O Martelo de Buck é um símbolo da avaliação neurológica. Dominar seu uso e interpretação nos permite ser profissionais mais eficazes na detecção precoce de problemas no sistema nervoso, contribuindo diretamente para um diagnóstico mais rápido e um tratamento mais direcionado.

Referências:

  1. BICKLEY, L. S.; SZILAGYI, P. G.; HOFFMAN, R. M. Bates: Guia de Bolso para Exame Físico e História Clínica. 12. ed. Rio de Janeiro: Guanabara Koogan, 2017. (Consultar os capítulos sobre o sistema nervoso).
  2. POTTER, P. A.; PERRY, A. G.; STOCKERT, P.; HALL, A. Fundamentos de Enfermagem. 9. ed.
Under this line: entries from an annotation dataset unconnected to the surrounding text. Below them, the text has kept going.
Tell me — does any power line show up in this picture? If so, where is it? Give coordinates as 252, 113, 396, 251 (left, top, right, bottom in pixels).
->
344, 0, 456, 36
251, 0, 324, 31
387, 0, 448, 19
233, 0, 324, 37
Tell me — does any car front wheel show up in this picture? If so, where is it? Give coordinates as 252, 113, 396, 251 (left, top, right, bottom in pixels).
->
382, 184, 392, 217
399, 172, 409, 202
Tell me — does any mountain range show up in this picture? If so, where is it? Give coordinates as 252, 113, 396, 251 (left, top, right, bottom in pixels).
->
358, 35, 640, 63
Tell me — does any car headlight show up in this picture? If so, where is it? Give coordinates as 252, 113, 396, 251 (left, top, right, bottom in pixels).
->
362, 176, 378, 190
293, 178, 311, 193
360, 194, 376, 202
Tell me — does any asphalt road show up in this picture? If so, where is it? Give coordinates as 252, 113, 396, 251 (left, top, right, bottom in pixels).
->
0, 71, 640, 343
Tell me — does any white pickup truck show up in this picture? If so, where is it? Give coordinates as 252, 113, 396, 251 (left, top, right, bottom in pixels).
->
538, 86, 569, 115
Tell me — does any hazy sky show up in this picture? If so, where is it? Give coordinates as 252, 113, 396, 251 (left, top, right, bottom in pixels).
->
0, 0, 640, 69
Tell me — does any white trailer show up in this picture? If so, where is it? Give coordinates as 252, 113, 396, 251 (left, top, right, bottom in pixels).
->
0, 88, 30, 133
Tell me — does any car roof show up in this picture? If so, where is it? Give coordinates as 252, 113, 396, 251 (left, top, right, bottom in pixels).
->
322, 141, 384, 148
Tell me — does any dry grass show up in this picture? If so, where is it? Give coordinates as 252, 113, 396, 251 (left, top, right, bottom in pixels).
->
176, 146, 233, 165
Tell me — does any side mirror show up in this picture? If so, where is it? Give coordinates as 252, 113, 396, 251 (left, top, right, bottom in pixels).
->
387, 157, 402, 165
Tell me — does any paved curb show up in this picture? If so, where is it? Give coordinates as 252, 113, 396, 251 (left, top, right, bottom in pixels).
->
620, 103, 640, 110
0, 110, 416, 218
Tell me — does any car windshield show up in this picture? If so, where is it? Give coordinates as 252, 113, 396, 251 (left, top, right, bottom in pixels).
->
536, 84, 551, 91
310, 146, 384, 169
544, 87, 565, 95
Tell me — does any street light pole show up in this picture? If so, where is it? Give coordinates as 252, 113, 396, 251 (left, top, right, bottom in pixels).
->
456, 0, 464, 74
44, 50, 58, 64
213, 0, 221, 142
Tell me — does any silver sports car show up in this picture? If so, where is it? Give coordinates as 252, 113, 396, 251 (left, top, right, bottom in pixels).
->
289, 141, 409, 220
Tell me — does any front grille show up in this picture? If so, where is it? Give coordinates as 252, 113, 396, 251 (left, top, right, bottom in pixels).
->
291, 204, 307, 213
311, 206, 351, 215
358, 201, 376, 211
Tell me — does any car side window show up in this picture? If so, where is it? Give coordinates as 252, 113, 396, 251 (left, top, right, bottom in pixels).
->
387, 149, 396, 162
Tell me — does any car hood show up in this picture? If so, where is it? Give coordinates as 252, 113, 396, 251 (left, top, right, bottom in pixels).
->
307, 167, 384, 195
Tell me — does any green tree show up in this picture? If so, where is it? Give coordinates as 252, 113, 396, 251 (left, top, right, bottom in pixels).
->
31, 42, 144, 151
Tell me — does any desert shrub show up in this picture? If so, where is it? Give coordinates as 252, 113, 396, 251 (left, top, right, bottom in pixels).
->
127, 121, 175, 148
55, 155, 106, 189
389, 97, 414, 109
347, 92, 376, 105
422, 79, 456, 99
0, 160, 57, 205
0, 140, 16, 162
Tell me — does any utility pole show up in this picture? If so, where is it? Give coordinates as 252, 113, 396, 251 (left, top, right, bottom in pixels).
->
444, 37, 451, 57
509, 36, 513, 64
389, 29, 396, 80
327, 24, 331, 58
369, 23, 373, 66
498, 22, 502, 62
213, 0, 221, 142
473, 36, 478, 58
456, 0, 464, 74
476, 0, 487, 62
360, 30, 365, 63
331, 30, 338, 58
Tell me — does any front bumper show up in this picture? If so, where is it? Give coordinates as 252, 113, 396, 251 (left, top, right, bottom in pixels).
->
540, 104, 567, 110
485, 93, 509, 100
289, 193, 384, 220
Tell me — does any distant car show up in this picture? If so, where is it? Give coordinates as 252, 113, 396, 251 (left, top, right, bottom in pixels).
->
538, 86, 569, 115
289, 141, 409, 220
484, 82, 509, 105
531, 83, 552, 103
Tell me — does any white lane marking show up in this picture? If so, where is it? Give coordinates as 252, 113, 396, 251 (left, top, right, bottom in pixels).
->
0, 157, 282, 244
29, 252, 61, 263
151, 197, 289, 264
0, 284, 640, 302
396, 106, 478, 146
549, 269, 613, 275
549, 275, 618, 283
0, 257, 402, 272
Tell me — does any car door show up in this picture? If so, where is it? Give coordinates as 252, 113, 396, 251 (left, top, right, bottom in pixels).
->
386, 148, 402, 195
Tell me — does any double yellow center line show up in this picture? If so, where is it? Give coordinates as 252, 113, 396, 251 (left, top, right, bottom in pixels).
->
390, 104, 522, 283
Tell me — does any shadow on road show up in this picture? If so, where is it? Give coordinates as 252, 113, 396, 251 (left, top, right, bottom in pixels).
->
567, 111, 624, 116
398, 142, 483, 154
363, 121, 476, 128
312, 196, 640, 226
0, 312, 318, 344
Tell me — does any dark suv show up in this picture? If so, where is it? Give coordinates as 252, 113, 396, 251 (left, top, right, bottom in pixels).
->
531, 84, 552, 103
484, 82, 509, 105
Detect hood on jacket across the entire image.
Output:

Rio de Janeiro: Elsevier, 2017. (Consultar os capítulos sobre exame físico neurológico).
  3. BRASIL. Ministério da Saúde. Exame neurológico: manual prático. Brasília: Ministério da Saúde, 2016. Disponível em: https://bvsms.saude.gov.br/bvs/publicacoes/exame_neurologico_manual_pratico.pdf
  4. MACHADO, A. B. M. Neuroanatomia funcional. 4. ed. São Paulo: Atheneu, 2014.
  5. NETTER, F. H. Atlas de Anatomia Humana. 7. ed. Rio de Janeiro: Elsevier, 2019.